Al mismo tiempo, el gobierno entrante debería alejarse de los intentos de Trump por satanizar a China o describir su creciente influencia en América Latina casi en términos de una guerra fría. Más bien, Biden debería cumplir su promesa de fortalecer la capacidad de Estados Unidos para competir de manera eficaz en la región. Debe enfatizar la necesidad de incrementar el comercio, la asistencia y la inversión privada en América Latina.
En particular, a Biden le preocupan los países del llamado Triángulo Norte de Centroamérica: Guatemala, Honduras y El Salvador, que son la fuente principal de migración ilegal hacia Estados Unidos. Como vicepresidente, fue el arquitecto de la iniciativa de cooperación Alianza para la Prosperidad, y como presidente ha propuesto un paquete de 4000 millones de dólares para atender las causas económicas, de seguridad y de gobernanza de la migración.
La idea es admirable, pero la corrupción es endémica en estos países, lo cual dificultaría la ejecución de un plan tan ambicioso.
Dados los desafíos que enfrentan las políticas de Estados Unidos para América Latina, lo más sensato es enfocarse en unos cuantos objetivos modestos y razonables. Para el gobierno de Biden, la máxima prioridad es la situación devastadora en que se encuentra Estados Unidos. Pero para anunciar que el enfoque del país ya no es “Estados Unidos primero”, la cooperación en la pandemia, más que cualquier otra cosa, será fundamental.
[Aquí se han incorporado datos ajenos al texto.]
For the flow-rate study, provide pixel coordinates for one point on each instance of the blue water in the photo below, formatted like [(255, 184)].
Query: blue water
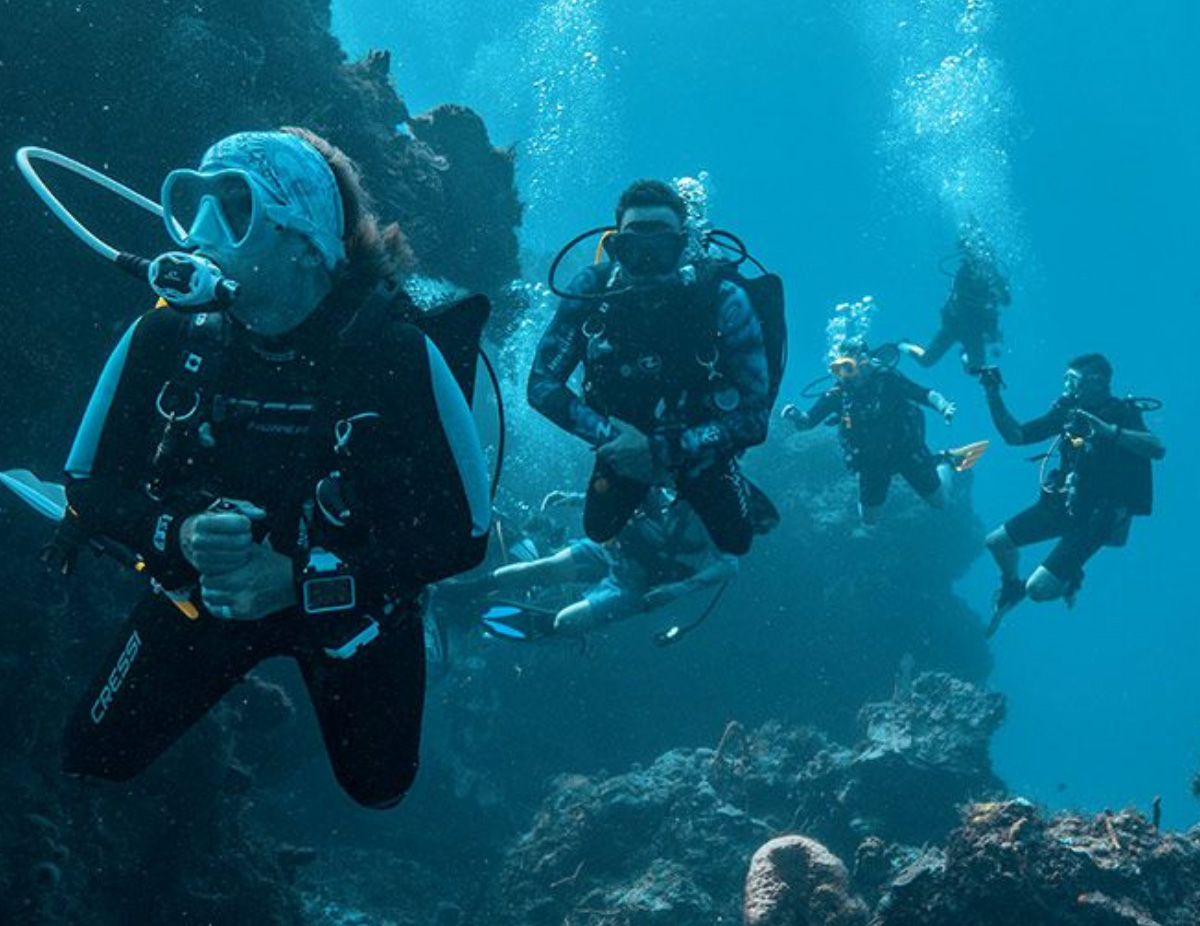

Estados Unidos ha vuelto a la Organización Mundial de la Salud y a COVAX, una iniciativa global para garantizar el acceso a las vacunas contra la COVID-19. Ahora, el gobierno de Biden debería considerar emprender un proyecto serio para ayudar a las naciones latinoamericanas a acabar con la pandemia y apoyar una recuperación económica con justicia social. Una primera medida crucial sería brindar ayuda financiera y logística para asegurar el suministro necesario de vacunas, así como para contribuir a garantizar que se distribuyan de manera generalizada y que lleguen a las poblaciones más vulnerables.
Nada sería más útil para restaurar y renovar las alianzas de Estados Unidos con el resto del continente americano.